Salmon Runs on the Olympic Peninsula
Beginning in September, Pacific salmon leave the ocean and return to rivers to swim furiously up stream, spawn, and die. It’s a selfless act that extends benefits beyond their new offspring. Nutrients are limited in mountain ecosystems, and like shimmering bags of fertilizer, the salmon leave nitrogen and other important elements in their wake. In fact, bears will typically eat just the head and roe of the salmon, discarding the carcass to feed fungi and enrich surrounding plants and trees.
While many rivers in Washington are teeming with determined salmon through mid-November, they can be difficult to spot without a good vantage point. The Sol Duc River on the Olympic Peninsula is one prime locale to watch the race unfold. Along their route up the river, salmon are forced to fling themselves up an intense waterfall at the aptly-named “Salmon Cascades”. Scurry down the rocks and see if you can snap a photo while they’re mid-air!
Oktoberfest in Leavenworth, Washington
Leavenworth faced an uncertain future after its logging industry was decimated by a change in the rail line. And in response to the adversity, the town went in a bold new direction. The village remade itself in the likeness of a German alpine community, complete with bier gardens, sausage shops, and even a nutcracker museum. Strolling along the quaint main street, encircled by the Cascade Mountains, you may have to blink to remind yourself you’re not in Bavaria.
Leavenworth is at its most German during the three weekends of Oktoberfest. The streets close down and the lederhosen come out as revelers stuff themselves with sauerkraut and mugs of beer. There are also four entertainment stages where polka bands oompah the crowds through traditional dances and rousing sing-a-longs. If you tire of marzens and dunkels, head to Icicle Brewing Company. Their Dark Persuasion beer is probably the only German Chocolate Cake Ale we’ve ever seen.
Fall Foliage in Oregon
The Northeast gets all the attention but “leaf peepers” are missing out on the brilliant displays of the Pacific Northwest. Oregon sports some of the best colors and there’s even a Fall Foliage Hotline (800-547-5445) and blog dedicated to tracking their progress.
Take in the changing seasons with a bike or drive along the Cottage Grove Covered Bridges route. This 30-mile loop through rural Oregon showcases a burst of pigments as you ride through historical covered bridges built in the early-to-mid 1900s. The yellows, oranges, and reds of the leaves pop against the backdrop of evergreen forests, meadows, and lakes in this quiet setting.
Monarch Butterfly Migration on the Central California Coast
Delicate monarchs flutter up to 900 miles to winter and mate along the central California Coast. The migration begins mid-October, and the butterflies hunker down in eucalyptus and pine trees until after they’ve procreated in late February. But like Southern Californians, they’re not crazy about the cold. In fact, temperatures below 57°F render monarchs unable to fly. Visiting the coast in late-October or November, when the average temperatures are slightly higher than the winter months, gives you a better chance of seeing them hover in a fall-like flurry of orange and black.

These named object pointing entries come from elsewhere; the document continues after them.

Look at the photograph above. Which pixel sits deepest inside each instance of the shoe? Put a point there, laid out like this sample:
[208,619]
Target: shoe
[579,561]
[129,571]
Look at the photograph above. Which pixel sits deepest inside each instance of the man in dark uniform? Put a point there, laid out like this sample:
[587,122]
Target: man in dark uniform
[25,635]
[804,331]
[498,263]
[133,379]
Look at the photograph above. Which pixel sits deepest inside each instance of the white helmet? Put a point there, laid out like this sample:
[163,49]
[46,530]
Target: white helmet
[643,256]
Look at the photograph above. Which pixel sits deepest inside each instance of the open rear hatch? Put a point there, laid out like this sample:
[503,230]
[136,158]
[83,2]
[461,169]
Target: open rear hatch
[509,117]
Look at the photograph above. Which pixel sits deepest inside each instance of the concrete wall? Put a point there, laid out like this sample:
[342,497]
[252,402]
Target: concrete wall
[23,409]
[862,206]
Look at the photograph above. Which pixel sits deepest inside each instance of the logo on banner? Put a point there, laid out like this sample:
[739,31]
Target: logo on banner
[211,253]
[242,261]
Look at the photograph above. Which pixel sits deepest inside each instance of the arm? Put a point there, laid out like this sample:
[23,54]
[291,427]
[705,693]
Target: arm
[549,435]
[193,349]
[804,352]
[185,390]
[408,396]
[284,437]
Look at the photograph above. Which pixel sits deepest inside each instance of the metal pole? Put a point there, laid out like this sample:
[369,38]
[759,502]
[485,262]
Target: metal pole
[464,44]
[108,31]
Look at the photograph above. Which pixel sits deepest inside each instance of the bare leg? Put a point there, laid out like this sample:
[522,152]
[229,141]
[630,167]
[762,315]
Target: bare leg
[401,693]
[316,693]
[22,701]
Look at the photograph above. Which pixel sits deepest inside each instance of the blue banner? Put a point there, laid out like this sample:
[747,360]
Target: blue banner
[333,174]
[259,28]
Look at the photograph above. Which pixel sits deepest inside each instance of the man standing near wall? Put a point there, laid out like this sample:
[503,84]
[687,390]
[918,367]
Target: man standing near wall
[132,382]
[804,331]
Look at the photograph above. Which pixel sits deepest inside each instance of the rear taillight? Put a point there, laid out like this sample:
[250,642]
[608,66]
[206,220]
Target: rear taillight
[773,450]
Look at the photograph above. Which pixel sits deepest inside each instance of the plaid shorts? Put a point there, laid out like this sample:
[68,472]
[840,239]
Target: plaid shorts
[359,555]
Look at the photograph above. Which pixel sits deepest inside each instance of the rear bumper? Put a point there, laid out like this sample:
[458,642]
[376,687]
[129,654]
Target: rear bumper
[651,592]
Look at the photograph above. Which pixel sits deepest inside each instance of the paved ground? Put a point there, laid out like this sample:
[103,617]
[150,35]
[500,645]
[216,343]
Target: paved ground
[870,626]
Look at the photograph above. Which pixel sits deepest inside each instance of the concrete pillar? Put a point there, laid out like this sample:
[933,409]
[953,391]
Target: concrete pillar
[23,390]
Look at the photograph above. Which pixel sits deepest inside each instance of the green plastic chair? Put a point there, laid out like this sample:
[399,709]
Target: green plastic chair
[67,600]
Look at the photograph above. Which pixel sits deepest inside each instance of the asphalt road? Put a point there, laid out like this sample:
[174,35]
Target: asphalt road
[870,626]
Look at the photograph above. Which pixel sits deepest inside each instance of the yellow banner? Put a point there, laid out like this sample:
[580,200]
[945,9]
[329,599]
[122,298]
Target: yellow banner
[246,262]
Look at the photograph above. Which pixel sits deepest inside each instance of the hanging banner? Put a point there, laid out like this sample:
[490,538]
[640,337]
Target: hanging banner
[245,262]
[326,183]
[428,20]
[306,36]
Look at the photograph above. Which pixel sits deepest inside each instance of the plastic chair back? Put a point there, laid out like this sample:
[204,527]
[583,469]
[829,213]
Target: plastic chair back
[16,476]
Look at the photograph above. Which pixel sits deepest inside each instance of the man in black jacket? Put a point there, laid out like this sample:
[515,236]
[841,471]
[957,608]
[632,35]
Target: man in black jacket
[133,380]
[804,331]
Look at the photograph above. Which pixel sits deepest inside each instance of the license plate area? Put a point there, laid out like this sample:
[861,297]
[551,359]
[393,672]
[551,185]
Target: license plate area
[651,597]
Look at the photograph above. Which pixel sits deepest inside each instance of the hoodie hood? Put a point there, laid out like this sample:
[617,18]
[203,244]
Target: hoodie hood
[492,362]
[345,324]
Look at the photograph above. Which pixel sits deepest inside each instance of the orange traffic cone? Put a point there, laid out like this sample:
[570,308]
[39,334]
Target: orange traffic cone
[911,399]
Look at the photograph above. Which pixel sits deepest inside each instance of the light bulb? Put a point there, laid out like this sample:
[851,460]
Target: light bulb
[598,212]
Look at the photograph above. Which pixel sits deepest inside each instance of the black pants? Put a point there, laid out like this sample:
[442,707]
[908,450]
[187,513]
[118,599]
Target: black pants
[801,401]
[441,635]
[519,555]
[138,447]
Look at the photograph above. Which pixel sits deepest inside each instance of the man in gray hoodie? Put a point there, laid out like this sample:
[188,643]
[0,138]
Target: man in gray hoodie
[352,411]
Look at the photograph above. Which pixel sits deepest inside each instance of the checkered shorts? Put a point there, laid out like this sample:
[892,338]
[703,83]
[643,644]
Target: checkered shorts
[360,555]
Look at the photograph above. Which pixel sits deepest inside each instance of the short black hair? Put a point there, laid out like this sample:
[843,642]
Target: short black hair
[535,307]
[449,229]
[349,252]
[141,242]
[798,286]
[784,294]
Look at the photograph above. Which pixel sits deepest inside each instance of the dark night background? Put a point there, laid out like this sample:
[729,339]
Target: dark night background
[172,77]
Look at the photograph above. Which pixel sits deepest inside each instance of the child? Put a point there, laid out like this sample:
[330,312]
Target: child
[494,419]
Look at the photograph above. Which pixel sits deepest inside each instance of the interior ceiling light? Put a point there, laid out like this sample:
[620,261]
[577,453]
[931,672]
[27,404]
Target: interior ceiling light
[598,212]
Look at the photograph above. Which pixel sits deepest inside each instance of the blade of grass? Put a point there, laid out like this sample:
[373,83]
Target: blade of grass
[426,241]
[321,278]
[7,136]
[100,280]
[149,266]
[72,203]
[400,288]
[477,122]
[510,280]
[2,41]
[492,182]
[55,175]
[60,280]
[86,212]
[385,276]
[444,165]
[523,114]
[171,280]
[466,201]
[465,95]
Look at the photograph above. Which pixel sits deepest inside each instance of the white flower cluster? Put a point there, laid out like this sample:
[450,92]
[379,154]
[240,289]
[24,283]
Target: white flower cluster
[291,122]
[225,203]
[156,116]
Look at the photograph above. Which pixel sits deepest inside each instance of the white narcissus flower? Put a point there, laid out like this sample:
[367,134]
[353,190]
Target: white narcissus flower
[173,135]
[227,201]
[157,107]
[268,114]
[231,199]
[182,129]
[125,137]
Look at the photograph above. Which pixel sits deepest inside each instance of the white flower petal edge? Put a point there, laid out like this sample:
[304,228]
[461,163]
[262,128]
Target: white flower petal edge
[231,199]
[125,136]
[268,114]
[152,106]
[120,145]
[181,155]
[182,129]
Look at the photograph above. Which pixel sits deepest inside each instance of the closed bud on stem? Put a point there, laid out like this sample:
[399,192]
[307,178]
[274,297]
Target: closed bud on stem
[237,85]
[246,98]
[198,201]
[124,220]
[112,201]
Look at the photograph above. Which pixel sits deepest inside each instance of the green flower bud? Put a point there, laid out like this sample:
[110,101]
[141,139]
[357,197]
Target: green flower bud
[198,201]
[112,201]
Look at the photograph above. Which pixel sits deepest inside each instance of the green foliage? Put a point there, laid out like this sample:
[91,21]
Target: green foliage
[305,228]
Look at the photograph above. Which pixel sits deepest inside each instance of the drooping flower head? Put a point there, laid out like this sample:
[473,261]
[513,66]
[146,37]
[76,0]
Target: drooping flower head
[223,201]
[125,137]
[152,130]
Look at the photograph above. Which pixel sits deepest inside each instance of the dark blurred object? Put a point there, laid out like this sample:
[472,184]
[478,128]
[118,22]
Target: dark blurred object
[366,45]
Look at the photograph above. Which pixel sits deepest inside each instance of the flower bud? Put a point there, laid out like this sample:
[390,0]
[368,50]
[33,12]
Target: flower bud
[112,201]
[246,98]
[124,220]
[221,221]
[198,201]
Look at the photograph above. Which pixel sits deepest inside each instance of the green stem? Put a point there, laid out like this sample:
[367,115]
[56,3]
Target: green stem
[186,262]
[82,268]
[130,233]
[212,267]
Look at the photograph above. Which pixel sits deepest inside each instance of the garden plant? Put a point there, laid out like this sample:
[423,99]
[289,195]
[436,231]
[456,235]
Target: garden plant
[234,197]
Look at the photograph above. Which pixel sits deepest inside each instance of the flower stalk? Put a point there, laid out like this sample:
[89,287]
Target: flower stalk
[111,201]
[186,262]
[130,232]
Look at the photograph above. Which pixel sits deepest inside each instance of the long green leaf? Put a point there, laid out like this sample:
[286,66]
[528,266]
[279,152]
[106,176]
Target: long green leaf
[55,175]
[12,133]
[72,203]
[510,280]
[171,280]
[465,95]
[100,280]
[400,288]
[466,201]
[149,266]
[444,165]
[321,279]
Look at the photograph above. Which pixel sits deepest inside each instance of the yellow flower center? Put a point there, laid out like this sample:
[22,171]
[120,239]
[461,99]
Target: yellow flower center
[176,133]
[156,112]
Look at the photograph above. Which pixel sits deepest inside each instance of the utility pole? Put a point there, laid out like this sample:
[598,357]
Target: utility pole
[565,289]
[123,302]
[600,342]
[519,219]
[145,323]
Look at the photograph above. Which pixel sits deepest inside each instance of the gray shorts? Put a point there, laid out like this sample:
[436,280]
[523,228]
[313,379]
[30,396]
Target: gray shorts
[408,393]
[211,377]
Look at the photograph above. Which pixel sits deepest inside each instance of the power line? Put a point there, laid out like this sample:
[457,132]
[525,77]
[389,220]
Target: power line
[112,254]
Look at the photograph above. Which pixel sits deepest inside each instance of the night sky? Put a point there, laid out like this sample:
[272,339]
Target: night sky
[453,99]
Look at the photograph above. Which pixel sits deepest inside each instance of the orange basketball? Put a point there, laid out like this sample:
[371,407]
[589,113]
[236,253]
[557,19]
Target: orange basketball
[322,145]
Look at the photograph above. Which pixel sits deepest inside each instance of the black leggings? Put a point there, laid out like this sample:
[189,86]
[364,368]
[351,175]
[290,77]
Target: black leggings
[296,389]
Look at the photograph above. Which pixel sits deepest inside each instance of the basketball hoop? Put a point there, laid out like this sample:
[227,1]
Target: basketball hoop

Just outside of Monterey, the town of Pacific Grove is known as “Butterfly Town, USA.” Migrate over to its Monarch Butterfly Sanctuary to pay your respects to the regal insects. Alternatively, head further south to Pismo Beach, which typically attracts the largest colonies and plenty of sun.
Harvest Time in Sonoma County
The golden palettes of fall are all the sweeter when they yield velvety red wines. Lucky for us then, that autumn means harvest time on the West Coast. First, wine makers pluck bins upon bins of grapes off the vines. Then the grapes are crushed into smithereens, a sacrifice to the wine gods. Finally, they’re left to ferment with the promise of a future vintage.
Don’t wait years for those grapes to end up as a finished product. The Sonoma County Harvest Fair has 300+ wines ready for the drinking. And if you want to work off those liquid calories, you can enter the grape stomp competition to get your feet moving!